I'd written a narrative for myself which ultimately left me alone because I somehow got the impression there's was a weakness in wanting to spend your life with another person. And this rule I made up, applied to nobody other than myself. I didn't think badly of friends in relationships, although occasionally I might feel a little jealous pop-up. I didn't judge people based on their partner and they didn't lose their personality or become half of a person when they were coupled up.


Something has switched in my mind recently; I realised the way I've been looking at love is ensuring I'm alone through fear. A fear that dating will impact who I am, that I'll become weakened if I'm open to feeling.

It's time I go back, erase some of what I decided, and brave being open to romance. Nobody actually wants to go to bed alone, and people seem to glow when they fall in love. I miss the childlike butterflies of first kisses and the possibilities of where another person can take you.

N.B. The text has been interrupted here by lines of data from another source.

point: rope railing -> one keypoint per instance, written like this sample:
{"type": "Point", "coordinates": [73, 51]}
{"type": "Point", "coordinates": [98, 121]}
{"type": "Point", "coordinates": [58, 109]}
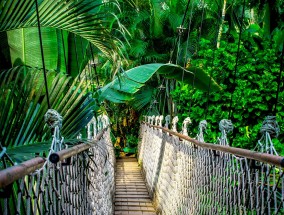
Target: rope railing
{"type": "Point", "coordinates": [188, 176]}
{"type": "Point", "coordinates": [82, 184]}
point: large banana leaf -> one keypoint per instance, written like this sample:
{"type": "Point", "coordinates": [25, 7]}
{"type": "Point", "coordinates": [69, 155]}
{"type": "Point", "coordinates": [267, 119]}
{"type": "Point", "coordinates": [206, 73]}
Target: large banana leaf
{"type": "Point", "coordinates": [121, 89]}
{"type": "Point", "coordinates": [90, 19]}
{"type": "Point", "coordinates": [23, 105]}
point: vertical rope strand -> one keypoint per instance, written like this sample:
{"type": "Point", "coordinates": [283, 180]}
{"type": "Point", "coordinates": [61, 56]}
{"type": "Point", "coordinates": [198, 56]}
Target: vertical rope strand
{"type": "Point", "coordinates": [63, 46]}
{"type": "Point", "coordinates": [42, 56]}
{"type": "Point", "coordinates": [95, 66]}
{"type": "Point", "coordinates": [279, 81]}
{"type": "Point", "coordinates": [182, 23]}
{"type": "Point", "coordinates": [237, 59]}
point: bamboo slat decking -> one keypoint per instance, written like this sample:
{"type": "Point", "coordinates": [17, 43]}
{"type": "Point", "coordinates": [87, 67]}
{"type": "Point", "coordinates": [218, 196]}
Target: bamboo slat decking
{"type": "Point", "coordinates": [131, 195]}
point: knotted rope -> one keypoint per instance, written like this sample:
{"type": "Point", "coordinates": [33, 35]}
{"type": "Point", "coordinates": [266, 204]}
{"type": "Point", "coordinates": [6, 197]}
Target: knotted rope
{"type": "Point", "coordinates": [226, 125]}
{"type": "Point", "coordinates": [3, 152]}
{"type": "Point", "coordinates": [202, 126]}
{"type": "Point", "coordinates": [270, 126]}
{"type": "Point", "coordinates": [53, 118]}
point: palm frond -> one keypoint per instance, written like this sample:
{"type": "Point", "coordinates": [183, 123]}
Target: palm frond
{"type": "Point", "coordinates": [24, 103]}
{"type": "Point", "coordinates": [88, 18]}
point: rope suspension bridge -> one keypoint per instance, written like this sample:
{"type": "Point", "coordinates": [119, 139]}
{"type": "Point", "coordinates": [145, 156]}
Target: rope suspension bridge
{"type": "Point", "coordinates": [183, 175]}
{"type": "Point", "coordinates": [173, 173]}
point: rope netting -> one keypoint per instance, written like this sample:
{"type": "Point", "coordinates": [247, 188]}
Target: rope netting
{"type": "Point", "coordinates": [187, 179]}
{"type": "Point", "coordinates": [83, 184]}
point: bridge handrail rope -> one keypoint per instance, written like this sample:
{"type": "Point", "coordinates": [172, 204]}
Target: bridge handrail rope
{"type": "Point", "coordinates": [82, 184]}
{"type": "Point", "coordinates": [259, 156]}
{"type": "Point", "coordinates": [185, 175]}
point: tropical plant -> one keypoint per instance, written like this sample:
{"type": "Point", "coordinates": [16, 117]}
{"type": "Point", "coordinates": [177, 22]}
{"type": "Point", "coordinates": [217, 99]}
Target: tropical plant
{"type": "Point", "coordinates": [70, 33]}
{"type": "Point", "coordinates": [24, 103]}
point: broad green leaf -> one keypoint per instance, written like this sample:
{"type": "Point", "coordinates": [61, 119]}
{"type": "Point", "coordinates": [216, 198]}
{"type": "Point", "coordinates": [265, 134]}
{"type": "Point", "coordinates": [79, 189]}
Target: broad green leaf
{"type": "Point", "coordinates": [132, 80]}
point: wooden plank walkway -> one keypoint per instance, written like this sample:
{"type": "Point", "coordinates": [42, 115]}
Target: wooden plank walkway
{"type": "Point", "coordinates": [131, 195]}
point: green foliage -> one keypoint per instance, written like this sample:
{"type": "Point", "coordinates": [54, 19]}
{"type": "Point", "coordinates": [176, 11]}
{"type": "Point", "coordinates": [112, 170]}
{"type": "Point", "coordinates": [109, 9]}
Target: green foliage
{"type": "Point", "coordinates": [92, 20]}
{"type": "Point", "coordinates": [121, 88]}
{"type": "Point", "coordinates": [24, 103]}
{"type": "Point", "coordinates": [253, 88]}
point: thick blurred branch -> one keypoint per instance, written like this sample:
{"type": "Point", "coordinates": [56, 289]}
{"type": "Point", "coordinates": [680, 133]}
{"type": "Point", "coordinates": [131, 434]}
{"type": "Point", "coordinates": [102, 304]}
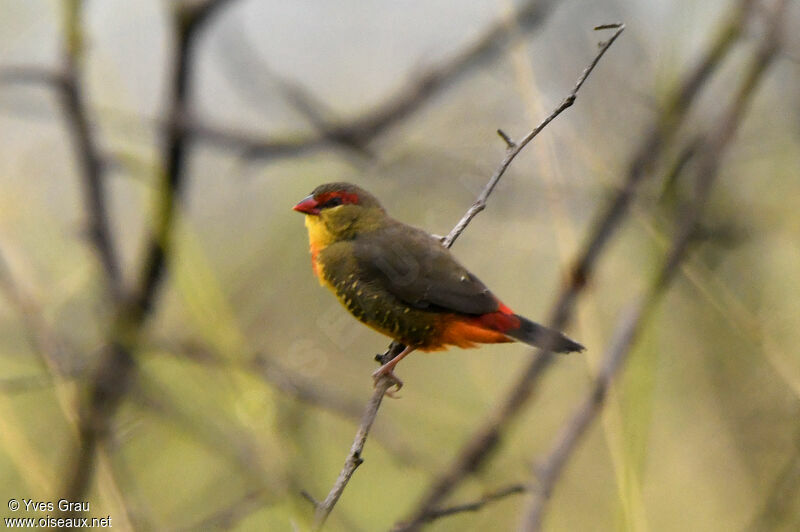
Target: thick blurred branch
{"type": "Point", "coordinates": [478, 448]}
{"type": "Point", "coordinates": [633, 321]}
{"type": "Point", "coordinates": [353, 460]}
{"type": "Point", "coordinates": [73, 101]}
{"type": "Point", "coordinates": [474, 506]}
{"type": "Point", "coordinates": [117, 366]}
{"type": "Point", "coordinates": [355, 133]}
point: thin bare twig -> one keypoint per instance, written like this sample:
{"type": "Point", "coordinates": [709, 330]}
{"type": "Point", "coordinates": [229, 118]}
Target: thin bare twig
{"type": "Point", "coordinates": [353, 460]}
{"type": "Point", "coordinates": [632, 322]}
{"type": "Point", "coordinates": [474, 506]}
{"type": "Point", "coordinates": [117, 366]}
{"type": "Point", "coordinates": [513, 149]}
{"type": "Point", "coordinates": [354, 133]}
{"type": "Point", "coordinates": [73, 103]}
{"type": "Point", "coordinates": [479, 446]}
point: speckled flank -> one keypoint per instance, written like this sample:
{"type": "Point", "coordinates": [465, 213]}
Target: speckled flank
{"type": "Point", "coordinates": [382, 311]}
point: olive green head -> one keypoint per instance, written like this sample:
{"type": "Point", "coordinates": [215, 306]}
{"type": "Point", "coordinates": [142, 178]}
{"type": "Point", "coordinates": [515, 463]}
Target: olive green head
{"type": "Point", "coordinates": [339, 211]}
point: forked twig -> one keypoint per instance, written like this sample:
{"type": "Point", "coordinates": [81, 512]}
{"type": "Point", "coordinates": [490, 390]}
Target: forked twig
{"type": "Point", "coordinates": [513, 149]}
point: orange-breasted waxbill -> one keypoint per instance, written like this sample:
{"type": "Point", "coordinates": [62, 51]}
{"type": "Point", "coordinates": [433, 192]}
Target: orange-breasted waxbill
{"type": "Point", "coordinates": [403, 283]}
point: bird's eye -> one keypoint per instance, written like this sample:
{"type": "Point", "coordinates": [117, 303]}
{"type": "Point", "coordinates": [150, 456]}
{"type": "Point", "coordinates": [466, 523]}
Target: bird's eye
{"type": "Point", "coordinates": [333, 202]}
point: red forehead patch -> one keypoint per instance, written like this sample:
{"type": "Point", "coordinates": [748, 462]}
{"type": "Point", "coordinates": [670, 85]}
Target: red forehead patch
{"type": "Point", "coordinates": [345, 197]}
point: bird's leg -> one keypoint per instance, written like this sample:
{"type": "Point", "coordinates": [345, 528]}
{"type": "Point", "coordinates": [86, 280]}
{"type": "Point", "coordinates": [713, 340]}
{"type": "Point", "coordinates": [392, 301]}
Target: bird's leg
{"type": "Point", "coordinates": [387, 369]}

When two people are in love, they don't take from each other, they compliment each other, enhance their lives.

I might not find the love of my life anytime soon, but I think it's time I drew in my claws and realised there's no weakness in wanting more, in wanting somebody. And if it all goes to shit, maybe I'll end up with some funny date anecdotes along the way.

I don't think lesser of people who are in love. Relationships are hard, it takes growth, self-awareness and compromise to keep them afloat. Those are qualities to be admired rather than afraid of.





I read this poem, and I haven't stopped wondering what it must feel like, to know, to have that security, that the one person you want to see, no matter what, who will be there when you get home.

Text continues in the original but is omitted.